The world industrial gases market is dominated by the Air Liquide, with a global sales share of 25% in 2016, after it acquired Airgas (USA) for $ 13 billion. The company has presence in 80 countries, a wide customer base of over 4 million with strong operations in Europe and North America, 67,000 employees and a tradition in industrial gases since its foundation in 1902 by George Claude and Paul Delorme.

Linde AG was founded in 1879 in Wiesbaden under the name Gesellschaft fur Linde's Eismaschinen to develop and exploit Professor’s Carl von Linde's inventions in the refrigeration field. It is the second largest producer worldwide with 23% market share, the most extensive geographic footprint in 100 countries and 60,635 employees traditionally focused on engineering and growth by M&A, from which most notable are acquisition of AGA AB in 1999 and BOC UK 2006 which propelled the company from a 5% in 1999 market share to 23% in 2016.

Air Products accounts for 9% from global industrial sales in 2016, 18,600 employees operating in 50 countries. It was founded in 1940 by Leonard Pool, a former salesman for two small US producers at the time. It is the only of the current players founded after 1907, challenging an industry with high entry barriers, initially focusing on distribution of gases and later on by sustained focus in research and development.

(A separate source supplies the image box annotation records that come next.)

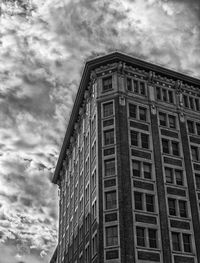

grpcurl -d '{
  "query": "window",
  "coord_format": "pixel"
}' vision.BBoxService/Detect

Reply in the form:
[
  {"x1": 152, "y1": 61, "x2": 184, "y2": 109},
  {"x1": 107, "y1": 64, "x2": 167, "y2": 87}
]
[
  {"x1": 126, "y1": 78, "x2": 132, "y2": 91},
  {"x1": 136, "y1": 227, "x2": 145, "y2": 247},
  {"x1": 162, "y1": 139, "x2": 169, "y2": 153},
  {"x1": 195, "y1": 174, "x2": 200, "y2": 189},
  {"x1": 168, "y1": 198, "x2": 188, "y2": 218},
  {"x1": 132, "y1": 160, "x2": 152, "y2": 179},
  {"x1": 104, "y1": 130, "x2": 114, "y2": 145},
  {"x1": 104, "y1": 159, "x2": 115, "y2": 176},
  {"x1": 191, "y1": 146, "x2": 199, "y2": 161},
  {"x1": 172, "y1": 232, "x2": 181, "y2": 251},
  {"x1": 132, "y1": 160, "x2": 141, "y2": 177},
  {"x1": 103, "y1": 102, "x2": 113, "y2": 118},
  {"x1": 187, "y1": 121, "x2": 194, "y2": 133},
  {"x1": 136, "y1": 226, "x2": 158, "y2": 248},
  {"x1": 91, "y1": 170, "x2": 97, "y2": 191},
  {"x1": 172, "y1": 232, "x2": 192, "y2": 253},
  {"x1": 129, "y1": 104, "x2": 137, "y2": 119},
  {"x1": 134, "y1": 192, "x2": 155, "y2": 212},
  {"x1": 162, "y1": 139, "x2": 180, "y2": 156},
  {"x1": 183, "y1": 234, "x2": 192, "y2": 252},
  {"x1": 106, "y1": 226, "x2": 118, "y2": 246},
  {"x1": 92, "y1": 233, "x2": 97, "y2": 257},
  {"x1": 134, "y1": 192, "x2": 143, "y2": 210},
  {"x1": 148, "y1": 229, "x2": 158, "y2": 248},
  {"x1": 105, "y1": 191, "x2": 117, "y2": 210},
  {"x1": 129, "y1": 103, "x2": 147, "y2": 121},
  {"x1": 103, "y1": 76, "x2": 112, "y2": 92},
  {"x1": 130, "y1": 130, "x2": 149, "y2": 149}
]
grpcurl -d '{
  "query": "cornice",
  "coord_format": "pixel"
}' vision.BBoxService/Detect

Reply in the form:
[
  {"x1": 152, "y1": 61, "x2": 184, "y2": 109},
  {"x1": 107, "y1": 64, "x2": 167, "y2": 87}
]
[{"x1": 52, "y1": 52, "x2": 200, "y2": 183}]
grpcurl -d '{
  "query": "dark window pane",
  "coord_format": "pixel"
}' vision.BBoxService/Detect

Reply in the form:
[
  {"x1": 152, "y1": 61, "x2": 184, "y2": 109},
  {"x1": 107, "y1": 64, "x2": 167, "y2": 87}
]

Chapter 3: Strategic Development

3.1 Merger of equals opportunity

Praxair approached Linde’s representatives in late 2015 and after several failed discussions, they agreed in June 2017 to pursue the business combination between the two companies as a merger of equals, upon regulatory approval to be finalized by October 2018.

Source

While weighting the potential merger, the representatives of the two companies considered the actual and forthcoming economic conditions, including the effect of a weakening industrial and capital cycle, fluctuating commodity prices resulting in comparatively lower levels of investment opportunities, as well as the recent change in the competitive landscape generated by the acquisition of Airgas USA by Air Liquid France.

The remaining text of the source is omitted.